Rumors & Allegations

According to an alleged specification document (...which is vague in many areas, indicating either a fake narrative or very minimal testing of the system), the factory is a TL-15 approximation of TL-16 “semi-dry” nanotechnology (...non-biological nanomachines in a controlled environment), using already existing advanced “wet” nanotechnology (...genetically engineered microorganisms, which the factory could produce itself in a few months once constructed) to construct a series of fractal manipulators. This technique would allow for simultaneous additive and subtractive manufacturing methods (...in addition to providing material refining capability) at the cost of rapid heat generation, a concern that was noted in the report concerning shipboard usage, but not as a concern when placed in conjunction with a viable heat sink.
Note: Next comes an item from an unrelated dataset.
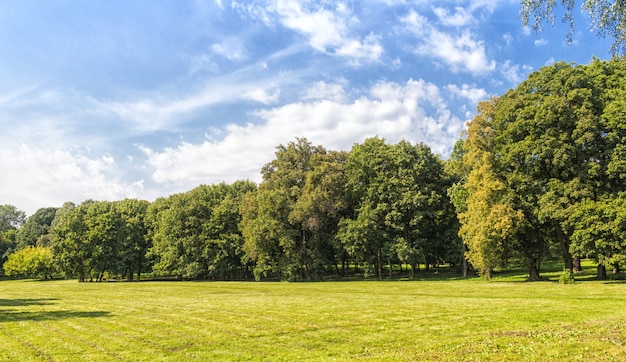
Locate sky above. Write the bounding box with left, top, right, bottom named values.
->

Such a heat sink, with a high enough thermal conductivity combined with a decent thermal capacity and emissions rate, could easily double or triple the designed output. Additional sections of the document (...assuming it exists) indicate a procedure for usage and initial setup, which involves a twenty week period to construct additional factories, assembly bays, cooling systems, and material storage, then merging them to provide a factory capable of ten to sixteen times the initial capacity. A separate alleged document deals with the computer system, stating that it was constructed in an peculiar manner: while each subsystem is highly capable, their interactions are mediated by a sophont to prevent their standard interactions from crippling the manufacturing process. This is likely too good to be true, as it would indicate a defense against Virus or another hostile AI, but it is possible that any such blocks are software only and are simply a result of the computers being built of “plug and play” systems.